To: Bill Harmond who wrote (73809)8/14/1999 3:53:00 PM
From: Jan Crawley  Read Replies (1) | Respond to of 164684
 
Posting return after a big move one way or the other is skewed by whatever recent extreme in sentiment.

Remember what you said? "forget the stock, pay attention to the players"!

Posting the returns have a big to do with the "touch" and "feel" of those important Amzn players.



To: Bill Harmond who wrote (73809)8/15/1999 5:23:00 PM
From: Eric Wells  Read Replies (3) | Respond to of 164684
 
>>Eric, I don't think it is any more useful than
>>if you had posted their return on April 20.
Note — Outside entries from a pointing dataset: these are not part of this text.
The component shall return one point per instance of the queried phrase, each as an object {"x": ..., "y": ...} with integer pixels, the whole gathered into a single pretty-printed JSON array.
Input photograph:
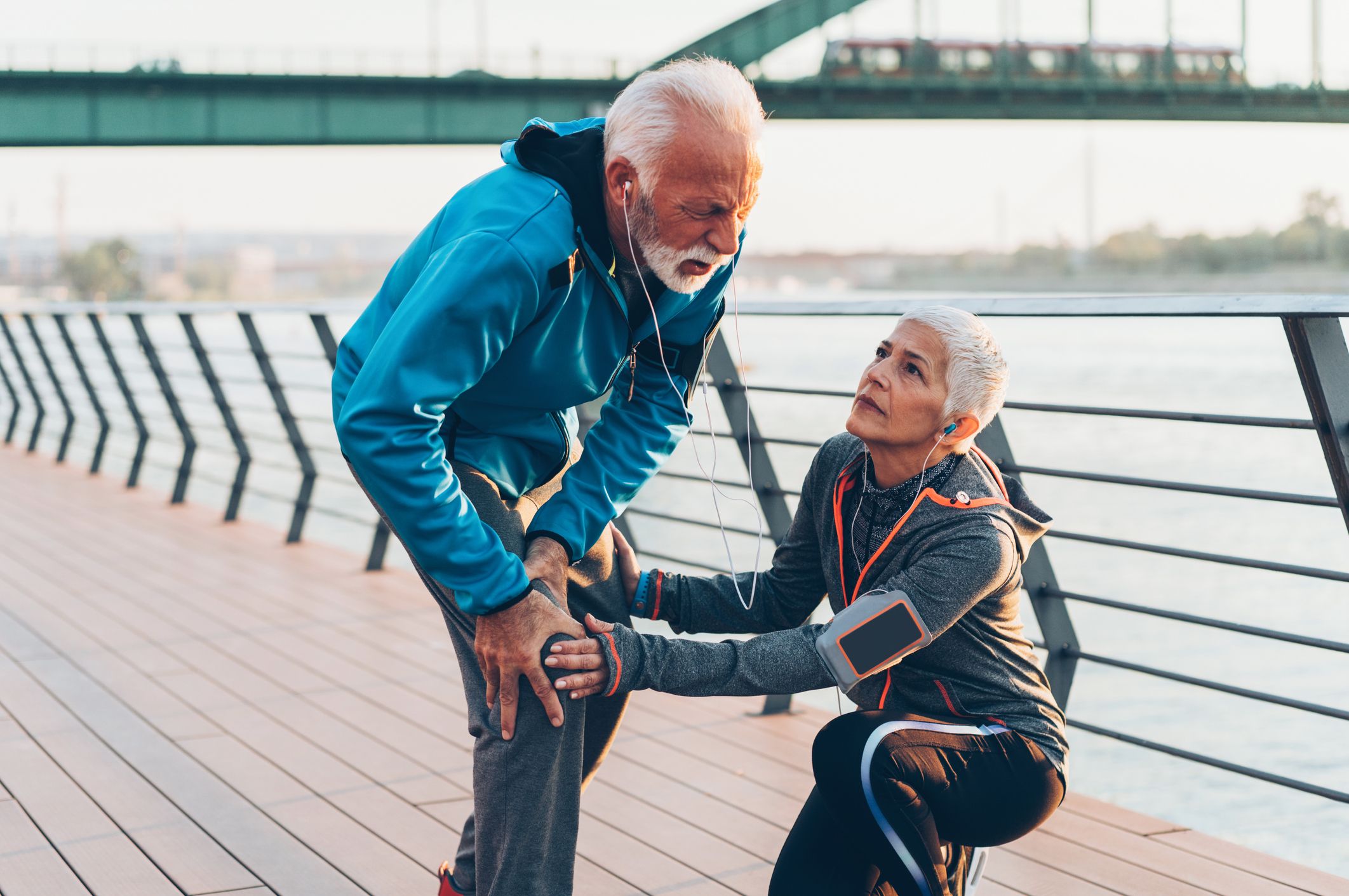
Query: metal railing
[{"x": 65, "y": 378}]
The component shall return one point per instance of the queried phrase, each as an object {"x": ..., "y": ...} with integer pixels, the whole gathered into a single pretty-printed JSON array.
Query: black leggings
[{"x": 929, "y": 779}]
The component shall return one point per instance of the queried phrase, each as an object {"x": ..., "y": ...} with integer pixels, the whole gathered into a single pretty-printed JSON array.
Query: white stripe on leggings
[{"x": 869, "y": 751}]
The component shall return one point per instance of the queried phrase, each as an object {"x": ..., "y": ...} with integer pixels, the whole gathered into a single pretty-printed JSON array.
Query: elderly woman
[{"x": 918, "y": 543}]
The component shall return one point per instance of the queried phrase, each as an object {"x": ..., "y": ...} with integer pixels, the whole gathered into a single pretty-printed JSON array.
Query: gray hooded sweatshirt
[{"x": 958, "y": 556}]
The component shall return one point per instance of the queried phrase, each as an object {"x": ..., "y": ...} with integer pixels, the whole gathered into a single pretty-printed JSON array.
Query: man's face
[
  {"x": 690, "y": 224},
  {"x": 903, "y": 391}
]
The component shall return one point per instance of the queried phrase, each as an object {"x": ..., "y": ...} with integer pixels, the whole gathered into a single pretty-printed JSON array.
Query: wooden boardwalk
[{"x": 193, "y": 707}]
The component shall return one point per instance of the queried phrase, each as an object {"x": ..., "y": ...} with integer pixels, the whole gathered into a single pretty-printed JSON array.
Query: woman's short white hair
[
  {"x": 650, "y": 111},
  {"x": 976, "y": 373}
]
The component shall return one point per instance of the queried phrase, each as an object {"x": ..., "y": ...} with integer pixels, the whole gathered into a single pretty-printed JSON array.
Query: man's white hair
[
  {"x": 976, "y": 373},
  {"x": 649, "y": 112}
]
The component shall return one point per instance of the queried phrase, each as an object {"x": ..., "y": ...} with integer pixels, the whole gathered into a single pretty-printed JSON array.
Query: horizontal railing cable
[
  {"x": 1314, "y": 573},
  {"x": 1340, "y": 646},
  {"x": 1213, "y": 686},
  {"x": 1256, "y": 494},
  {"x": 1340, "y": 796}
]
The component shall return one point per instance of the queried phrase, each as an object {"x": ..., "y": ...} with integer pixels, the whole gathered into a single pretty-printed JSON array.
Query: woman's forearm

William - thanks for your message - and apologies for the delay in replying (I was at a wedding all day yesterday).

You may find looking at the returns of internet stocks since the beginning of the year as having no constructive value. But I feel it is a good idea for an investor to look at returns over different periods to gain different perspectives of how an investment is doing.

The AMZN bulls on this thread (and I include you in that group) seem to focus on what AMZN has done in the past - prior to this year. Well this year, AMZN has not done well to date - and I would assume that might cause some of the bulls here concern. Of course you could argue (as you have done) that we are at the end of a big swing down (which by the way, came after a big swing up) - and you could say the correction is over, bottom has been hit, we're going up now.

I have a broker who regularly tells me "don't touch the internet stocks, you'll get your fingers burned - you'd be better off buying a blue-chip like Boeing". Well, the data for this years indicates that my broker is correct. You'd have more money now if you had bought Boeing at the beginning of this year than if you had bought AMZN. And if a new investor were to ask me "should I buy AMZN", I'd say "it's a big risk - oh and by the way, Amazon's performance for this year has lagged behind many of the blue-chips."

If you feel there is no constructive value in looking at AMZN's performance since the beginning of the year, what timeframe do you feel is constructive for such an analysis? Or do you feel that the analysis of past performance has no constructive value?